# I'm now a "certified trainer" for trail riding!



## White Foot (Jun 4, 2009)

I got a certificate from my boss yesterday! I'm now certified to train horses for trail riding. Trail riding because that's what we've been working on and with for the past few months. I'm very excited.


----------



## Spyder (Jul 27, 2008)

Is this a national certification ?


----------



## Indyhorse (Dec 3, 2009)

I've never heard of such a thing, but, congrats!


----------



## White Foot (Jun 4, 2009)

Spyder said:


> Is this a national certification ?



No, more of a fun thing. My boss made me a certificate of how many hours I put in eta..


----------



## White Foot (Jun 4, 2009)

Indyhorse said:


> I've never heard of such a thing, but, congrats!


There probably isn't. It just says that I'm able to start a horse and train specifically for trail riding. It basically says that I've put in so many hours with a professorial trainer, watching and riding. I'm still learning the more indepth/harder things.
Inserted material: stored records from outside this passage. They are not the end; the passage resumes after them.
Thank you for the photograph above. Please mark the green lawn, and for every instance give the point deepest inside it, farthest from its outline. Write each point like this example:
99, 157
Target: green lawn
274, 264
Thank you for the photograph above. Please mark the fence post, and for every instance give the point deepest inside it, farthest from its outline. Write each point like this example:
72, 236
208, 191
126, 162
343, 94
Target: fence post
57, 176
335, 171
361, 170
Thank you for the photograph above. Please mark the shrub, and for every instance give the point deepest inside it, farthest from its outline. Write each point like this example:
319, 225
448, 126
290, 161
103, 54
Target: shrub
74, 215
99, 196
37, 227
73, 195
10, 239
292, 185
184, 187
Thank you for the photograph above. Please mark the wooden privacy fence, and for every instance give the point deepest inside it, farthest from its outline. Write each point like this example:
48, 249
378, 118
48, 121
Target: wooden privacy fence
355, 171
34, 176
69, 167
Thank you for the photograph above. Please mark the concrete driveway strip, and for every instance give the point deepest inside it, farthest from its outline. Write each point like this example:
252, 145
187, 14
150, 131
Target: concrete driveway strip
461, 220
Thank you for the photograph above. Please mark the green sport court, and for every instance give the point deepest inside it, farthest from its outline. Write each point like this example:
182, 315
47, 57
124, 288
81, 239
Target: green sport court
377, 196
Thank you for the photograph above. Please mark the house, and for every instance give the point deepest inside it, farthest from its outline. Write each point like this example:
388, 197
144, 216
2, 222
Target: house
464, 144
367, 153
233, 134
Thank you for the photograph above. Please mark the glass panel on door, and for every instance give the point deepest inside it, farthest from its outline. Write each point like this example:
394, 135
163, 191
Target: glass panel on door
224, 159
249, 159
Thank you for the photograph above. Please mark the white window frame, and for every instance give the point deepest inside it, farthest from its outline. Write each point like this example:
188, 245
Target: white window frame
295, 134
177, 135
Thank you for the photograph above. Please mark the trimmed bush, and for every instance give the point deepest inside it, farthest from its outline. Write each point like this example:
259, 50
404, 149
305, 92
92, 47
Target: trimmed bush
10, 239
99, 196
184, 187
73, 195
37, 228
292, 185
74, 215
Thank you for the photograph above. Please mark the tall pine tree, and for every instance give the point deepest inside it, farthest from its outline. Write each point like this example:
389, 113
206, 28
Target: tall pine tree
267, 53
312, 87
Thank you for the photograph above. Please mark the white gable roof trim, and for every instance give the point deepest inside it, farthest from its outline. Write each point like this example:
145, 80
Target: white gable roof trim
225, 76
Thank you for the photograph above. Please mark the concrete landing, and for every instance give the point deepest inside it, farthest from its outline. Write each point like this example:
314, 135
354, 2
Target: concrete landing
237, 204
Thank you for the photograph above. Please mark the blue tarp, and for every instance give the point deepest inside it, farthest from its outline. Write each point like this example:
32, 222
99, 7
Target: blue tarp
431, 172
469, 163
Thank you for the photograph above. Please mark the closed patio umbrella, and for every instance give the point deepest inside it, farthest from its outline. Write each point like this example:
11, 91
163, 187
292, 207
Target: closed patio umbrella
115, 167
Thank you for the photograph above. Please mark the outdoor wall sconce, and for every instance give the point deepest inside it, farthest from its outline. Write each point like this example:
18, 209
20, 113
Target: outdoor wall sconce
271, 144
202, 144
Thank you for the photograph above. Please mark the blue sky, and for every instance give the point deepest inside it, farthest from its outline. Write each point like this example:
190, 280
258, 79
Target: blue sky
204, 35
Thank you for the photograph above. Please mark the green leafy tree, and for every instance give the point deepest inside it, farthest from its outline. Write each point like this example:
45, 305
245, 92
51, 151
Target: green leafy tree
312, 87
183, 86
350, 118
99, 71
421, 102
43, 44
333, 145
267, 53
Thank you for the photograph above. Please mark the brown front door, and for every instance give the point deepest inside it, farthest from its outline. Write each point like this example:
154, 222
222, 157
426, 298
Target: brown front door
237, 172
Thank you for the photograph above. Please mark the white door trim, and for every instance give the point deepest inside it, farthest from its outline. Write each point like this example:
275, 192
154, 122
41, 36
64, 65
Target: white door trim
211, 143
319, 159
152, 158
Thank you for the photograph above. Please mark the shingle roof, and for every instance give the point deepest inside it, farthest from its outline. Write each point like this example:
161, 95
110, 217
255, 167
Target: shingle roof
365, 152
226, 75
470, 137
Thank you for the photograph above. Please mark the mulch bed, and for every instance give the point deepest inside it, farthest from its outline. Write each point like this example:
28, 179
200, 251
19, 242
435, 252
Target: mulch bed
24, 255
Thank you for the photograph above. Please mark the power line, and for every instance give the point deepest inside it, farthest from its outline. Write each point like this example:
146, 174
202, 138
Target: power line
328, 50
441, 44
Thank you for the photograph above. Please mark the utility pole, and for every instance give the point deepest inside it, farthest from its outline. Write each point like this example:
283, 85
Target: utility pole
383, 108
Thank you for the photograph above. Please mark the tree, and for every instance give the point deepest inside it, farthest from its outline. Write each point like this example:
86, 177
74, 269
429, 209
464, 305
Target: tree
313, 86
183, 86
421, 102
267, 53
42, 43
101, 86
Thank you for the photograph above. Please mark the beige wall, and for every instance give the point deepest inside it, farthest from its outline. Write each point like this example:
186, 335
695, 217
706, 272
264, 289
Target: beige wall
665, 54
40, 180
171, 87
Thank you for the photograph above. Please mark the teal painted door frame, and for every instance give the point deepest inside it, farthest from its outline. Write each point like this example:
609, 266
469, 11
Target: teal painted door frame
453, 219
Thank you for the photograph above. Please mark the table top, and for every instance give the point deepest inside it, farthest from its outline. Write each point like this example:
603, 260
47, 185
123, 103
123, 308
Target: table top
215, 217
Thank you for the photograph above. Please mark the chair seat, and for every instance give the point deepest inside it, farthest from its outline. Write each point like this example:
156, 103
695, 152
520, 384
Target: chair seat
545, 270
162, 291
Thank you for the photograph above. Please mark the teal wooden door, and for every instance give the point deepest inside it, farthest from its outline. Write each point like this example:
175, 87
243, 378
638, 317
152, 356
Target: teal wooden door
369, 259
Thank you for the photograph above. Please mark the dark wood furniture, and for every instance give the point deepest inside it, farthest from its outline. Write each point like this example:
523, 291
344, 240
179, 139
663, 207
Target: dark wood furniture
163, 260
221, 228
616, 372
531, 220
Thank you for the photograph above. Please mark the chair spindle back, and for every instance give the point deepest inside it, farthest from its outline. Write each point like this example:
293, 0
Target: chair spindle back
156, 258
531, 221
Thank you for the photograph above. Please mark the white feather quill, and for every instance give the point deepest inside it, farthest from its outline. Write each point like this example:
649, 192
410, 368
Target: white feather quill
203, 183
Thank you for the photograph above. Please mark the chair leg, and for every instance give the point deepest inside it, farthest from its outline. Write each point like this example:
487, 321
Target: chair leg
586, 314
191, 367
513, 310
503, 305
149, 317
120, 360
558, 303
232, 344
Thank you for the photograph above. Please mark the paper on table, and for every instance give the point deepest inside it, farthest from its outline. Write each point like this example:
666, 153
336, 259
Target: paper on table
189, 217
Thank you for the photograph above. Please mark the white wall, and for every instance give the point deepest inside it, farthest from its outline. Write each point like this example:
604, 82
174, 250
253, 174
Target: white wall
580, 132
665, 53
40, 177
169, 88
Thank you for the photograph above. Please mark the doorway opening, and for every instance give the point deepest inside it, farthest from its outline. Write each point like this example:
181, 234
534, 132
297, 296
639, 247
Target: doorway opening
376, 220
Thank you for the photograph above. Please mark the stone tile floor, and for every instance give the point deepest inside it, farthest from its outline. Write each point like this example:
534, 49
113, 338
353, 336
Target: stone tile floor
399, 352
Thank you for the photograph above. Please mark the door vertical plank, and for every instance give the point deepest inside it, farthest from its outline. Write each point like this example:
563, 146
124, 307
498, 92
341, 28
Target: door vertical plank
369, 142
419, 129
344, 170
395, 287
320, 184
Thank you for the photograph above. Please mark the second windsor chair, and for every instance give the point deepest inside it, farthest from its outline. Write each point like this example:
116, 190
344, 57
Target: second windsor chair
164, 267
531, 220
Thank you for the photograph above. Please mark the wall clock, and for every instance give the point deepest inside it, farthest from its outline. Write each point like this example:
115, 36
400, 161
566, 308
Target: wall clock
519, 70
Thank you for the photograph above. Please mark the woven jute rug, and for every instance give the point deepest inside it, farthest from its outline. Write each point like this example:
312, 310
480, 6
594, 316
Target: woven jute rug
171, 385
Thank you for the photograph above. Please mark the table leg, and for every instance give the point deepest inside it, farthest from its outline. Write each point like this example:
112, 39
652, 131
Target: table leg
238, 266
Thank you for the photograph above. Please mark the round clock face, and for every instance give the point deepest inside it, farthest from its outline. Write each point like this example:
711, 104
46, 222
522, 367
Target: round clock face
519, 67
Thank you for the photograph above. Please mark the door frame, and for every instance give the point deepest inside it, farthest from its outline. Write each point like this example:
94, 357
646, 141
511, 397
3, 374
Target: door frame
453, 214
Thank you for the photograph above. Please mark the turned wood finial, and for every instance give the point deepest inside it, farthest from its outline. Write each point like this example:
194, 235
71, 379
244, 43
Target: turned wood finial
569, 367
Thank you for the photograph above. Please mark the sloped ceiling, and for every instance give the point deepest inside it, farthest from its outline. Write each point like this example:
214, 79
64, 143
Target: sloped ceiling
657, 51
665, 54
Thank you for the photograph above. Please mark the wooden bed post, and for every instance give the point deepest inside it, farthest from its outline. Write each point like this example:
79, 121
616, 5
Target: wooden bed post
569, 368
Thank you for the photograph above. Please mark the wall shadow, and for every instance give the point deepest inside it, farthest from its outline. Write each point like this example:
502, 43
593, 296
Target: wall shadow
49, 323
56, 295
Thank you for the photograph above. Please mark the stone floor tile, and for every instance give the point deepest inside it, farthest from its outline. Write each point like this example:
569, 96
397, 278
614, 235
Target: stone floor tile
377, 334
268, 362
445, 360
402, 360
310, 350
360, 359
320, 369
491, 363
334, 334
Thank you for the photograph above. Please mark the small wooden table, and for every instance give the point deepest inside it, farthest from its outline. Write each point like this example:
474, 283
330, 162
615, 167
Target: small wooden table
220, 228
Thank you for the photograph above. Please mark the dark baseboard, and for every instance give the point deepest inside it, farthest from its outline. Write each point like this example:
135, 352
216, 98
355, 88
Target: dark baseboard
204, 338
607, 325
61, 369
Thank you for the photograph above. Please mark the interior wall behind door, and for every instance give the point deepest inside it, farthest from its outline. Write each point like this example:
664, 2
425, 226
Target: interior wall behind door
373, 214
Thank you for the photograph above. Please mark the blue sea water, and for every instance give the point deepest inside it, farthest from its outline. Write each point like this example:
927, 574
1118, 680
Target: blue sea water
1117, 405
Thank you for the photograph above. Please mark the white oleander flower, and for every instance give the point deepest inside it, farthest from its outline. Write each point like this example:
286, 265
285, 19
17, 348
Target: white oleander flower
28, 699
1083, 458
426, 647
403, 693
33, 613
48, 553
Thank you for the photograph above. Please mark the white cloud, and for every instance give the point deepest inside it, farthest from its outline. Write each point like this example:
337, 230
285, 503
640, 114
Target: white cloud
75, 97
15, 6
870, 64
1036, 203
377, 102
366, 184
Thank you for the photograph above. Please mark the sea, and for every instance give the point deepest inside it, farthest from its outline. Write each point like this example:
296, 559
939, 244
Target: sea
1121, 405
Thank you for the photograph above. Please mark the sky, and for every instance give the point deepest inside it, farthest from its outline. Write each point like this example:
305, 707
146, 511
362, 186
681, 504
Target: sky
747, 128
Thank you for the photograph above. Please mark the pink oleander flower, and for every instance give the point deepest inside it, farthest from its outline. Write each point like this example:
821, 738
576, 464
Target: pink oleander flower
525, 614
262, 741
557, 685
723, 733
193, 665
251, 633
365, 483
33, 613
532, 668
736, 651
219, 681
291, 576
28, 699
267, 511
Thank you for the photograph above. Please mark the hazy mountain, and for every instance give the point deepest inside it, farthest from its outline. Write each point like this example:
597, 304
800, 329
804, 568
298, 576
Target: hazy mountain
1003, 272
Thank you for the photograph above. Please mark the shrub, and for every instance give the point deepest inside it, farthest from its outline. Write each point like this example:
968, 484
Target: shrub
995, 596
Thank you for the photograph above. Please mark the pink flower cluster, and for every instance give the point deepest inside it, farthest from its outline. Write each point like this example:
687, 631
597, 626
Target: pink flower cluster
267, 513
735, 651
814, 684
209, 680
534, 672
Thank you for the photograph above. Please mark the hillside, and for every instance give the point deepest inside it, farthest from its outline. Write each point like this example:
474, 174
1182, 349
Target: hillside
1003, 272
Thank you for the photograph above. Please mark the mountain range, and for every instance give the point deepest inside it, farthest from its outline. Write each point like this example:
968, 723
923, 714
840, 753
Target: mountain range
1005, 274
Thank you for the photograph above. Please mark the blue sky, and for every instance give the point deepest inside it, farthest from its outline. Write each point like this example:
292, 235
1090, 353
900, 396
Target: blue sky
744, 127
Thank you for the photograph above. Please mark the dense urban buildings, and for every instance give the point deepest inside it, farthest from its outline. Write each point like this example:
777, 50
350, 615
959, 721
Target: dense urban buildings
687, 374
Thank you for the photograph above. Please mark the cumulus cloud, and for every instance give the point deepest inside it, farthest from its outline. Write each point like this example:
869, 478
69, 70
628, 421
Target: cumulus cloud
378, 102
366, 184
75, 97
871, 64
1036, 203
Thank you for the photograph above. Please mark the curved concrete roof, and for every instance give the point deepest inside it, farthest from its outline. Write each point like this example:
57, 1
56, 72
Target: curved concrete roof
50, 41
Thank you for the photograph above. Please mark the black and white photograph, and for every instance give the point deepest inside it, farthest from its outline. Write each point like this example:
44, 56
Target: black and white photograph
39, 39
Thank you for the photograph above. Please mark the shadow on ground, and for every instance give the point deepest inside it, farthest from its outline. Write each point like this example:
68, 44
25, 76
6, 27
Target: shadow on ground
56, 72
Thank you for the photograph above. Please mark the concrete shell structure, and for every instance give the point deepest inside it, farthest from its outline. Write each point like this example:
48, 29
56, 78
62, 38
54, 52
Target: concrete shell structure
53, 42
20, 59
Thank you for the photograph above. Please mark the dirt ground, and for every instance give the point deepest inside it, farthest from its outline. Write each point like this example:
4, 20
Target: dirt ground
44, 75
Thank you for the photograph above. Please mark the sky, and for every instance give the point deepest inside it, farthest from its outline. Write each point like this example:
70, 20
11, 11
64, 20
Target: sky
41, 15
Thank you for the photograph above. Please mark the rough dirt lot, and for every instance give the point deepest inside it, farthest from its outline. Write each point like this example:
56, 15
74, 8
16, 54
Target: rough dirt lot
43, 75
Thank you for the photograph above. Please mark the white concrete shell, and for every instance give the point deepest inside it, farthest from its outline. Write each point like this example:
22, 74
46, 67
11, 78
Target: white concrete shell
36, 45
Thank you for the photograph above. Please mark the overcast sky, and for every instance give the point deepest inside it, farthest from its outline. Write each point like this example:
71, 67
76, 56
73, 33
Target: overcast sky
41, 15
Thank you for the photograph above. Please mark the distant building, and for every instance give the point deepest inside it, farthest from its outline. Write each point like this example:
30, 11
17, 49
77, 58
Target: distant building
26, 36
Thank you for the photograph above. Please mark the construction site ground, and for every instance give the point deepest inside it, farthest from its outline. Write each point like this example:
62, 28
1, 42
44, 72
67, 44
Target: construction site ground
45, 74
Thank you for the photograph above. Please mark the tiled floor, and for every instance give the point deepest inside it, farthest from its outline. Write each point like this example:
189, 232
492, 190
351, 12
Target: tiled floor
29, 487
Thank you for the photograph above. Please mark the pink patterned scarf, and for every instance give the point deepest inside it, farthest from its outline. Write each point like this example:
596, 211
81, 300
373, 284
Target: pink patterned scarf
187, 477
John Lyons does alot of training for trails..


----------



## paintluver (Apr 5, 2007)

Congrats! Thats so exciting!


----------



## Reiterin (Mar 28, 2010)

very fun. congrats


----------



## White Foot (Jun 4, 2009)

paintluver said:


> Congrats! Thats so exciting!



Thank-you! I probably will never go anywhere with it, it's just nice to know that if for some reason I need extra money I know I have something to fall back on.


----------



## White Foot (Jun 4, 2009)

Reiterin said:


> very fun. congrats



Thanks, I would love to go to Oregon, btw. From what I've seen it's beautiful with alot of horses. Ny sucks D;


----------